RGB Mini-LED was the headline display technology of 2026, and with the review wave now landing, the picture is clearer. Hisense’s UR9 — the first mainstream television to reach shelves with the format — backlights its panel with individually tuned red, green and blue mini-LEDs rather than the white or blue LEDs of a conventional set, and the payoff is colour. Reviewers at Tom’s Guide and What Hi-Fi independently rate it among the most colourful TVs ever measured, with an anti-reflection coating that diffuses ambient light unusually well.

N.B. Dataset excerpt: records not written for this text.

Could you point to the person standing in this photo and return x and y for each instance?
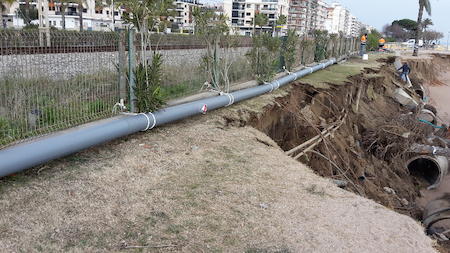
(363, 44)
(405, 71)
(381, 43)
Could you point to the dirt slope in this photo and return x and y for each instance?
(208, 184)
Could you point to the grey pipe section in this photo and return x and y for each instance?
(27, 155)
(431, 168)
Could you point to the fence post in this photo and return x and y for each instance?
(122, 61)
(131, 68)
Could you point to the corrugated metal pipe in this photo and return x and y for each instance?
(432, 169)
(36, 152)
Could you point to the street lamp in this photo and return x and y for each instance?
(448, 38)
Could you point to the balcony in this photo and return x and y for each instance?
(268, 9)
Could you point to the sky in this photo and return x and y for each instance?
(377, 13)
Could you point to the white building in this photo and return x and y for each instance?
(355, 26)
(184, 19)
(241, 14)
(339, 20)
(302, 15)
(322, 15)
(95, 17)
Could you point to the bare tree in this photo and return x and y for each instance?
(423, 5)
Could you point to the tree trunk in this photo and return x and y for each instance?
(80, 7)
(419, 29)
(27, 12)
(63, 15)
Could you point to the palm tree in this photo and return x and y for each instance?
(80, 11)
(3, 5)
(282, 19)
(423, 4)
(261, 20)
(62, 8)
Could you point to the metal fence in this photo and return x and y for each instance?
(44, 88)
(54, 81)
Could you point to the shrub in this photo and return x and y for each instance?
(264, 57)
(289, 49)
(148, 85)
(321, 40)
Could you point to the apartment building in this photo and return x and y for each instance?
(302, 15)
(355, 26)
(241, 14)
(183, 18)
(95, 17)
(339, 19)
(322, 15)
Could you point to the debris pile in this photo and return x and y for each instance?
(374, 134)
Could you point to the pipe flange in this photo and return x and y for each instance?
(230, 97)
(148, 121)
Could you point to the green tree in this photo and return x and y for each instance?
(282, 20)
(423, 5)
(214, 31)
(27, 14)
(372, 40)
(260, 20)
(264, 57)
(80, 12)
(289, 49)
(63, 7)
(3, 6)
(406, 24)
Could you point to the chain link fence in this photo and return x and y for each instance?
(60, 79)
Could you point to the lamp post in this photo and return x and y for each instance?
(448, 38)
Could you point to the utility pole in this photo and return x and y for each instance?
(113, 15)
(448, 40)
(44, 26)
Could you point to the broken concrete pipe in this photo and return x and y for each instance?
(427, 115)
(436, 216)
(430, 168)
(404, 98)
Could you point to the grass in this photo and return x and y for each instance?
(35, 106)
(338, 74)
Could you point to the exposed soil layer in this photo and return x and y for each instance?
(364, 152)
(211, 184)
(306, 111)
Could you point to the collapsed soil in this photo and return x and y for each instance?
(308, 110)
(216, 184)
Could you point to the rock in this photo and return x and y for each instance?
(264, 205)
(404, 202)
(389, 190)
(340, 183)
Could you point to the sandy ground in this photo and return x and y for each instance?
(440, 97)
(202, 185)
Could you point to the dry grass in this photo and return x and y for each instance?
(198, 186)
(338, 74)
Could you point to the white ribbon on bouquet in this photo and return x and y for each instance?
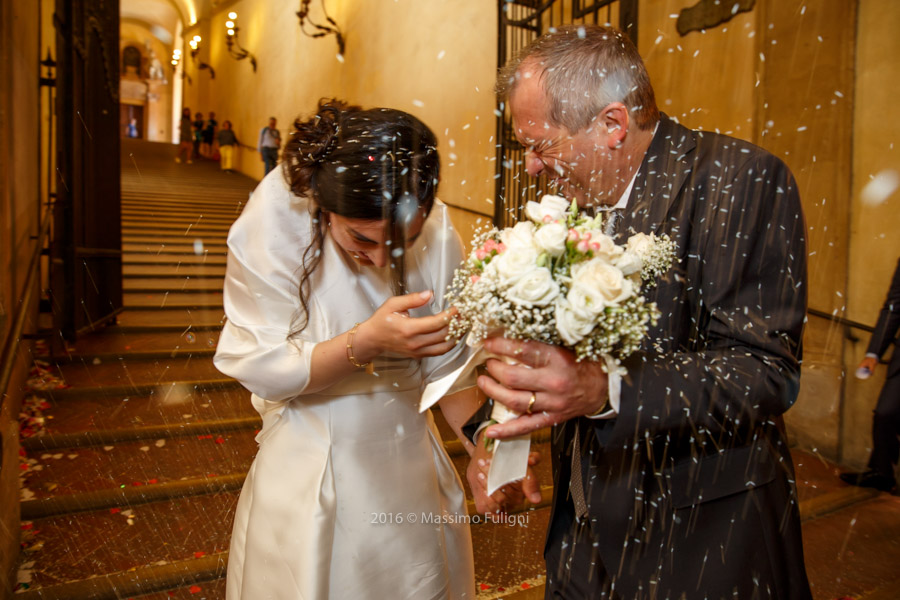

The caveats are just as consistent. Testers note that the colour depth and balance can be inconsistent, the gaming feature set is merely adequate next to the best, and at 4.5cm the cabinet is chunky by modern premium standards. The recurring verdict is admiration with an asterisk: very good, but not the OLED replacement the format’s billing implied.

Price has moved as fast as the reviews. The UR9 launched in April with a $3,500 sticker on the 65-inch model and ran up to $9,000 at 100 inches; within days the 65-inch fell to roughly $2,000, and it now sits at $1,999.99 at major retailers, in 65-, 75-, 85- and 100-inch sizes. That puts it squarely against high-end OLEDs rather than above them.

The takeaway is less about one set than the technology behind it. RGB Mini-LED delivers genuinely new colour headroom and excels in bright rooms, but its first mainstream outing trades blows with OLED rather than dethroning it — a promising debut with room to refine.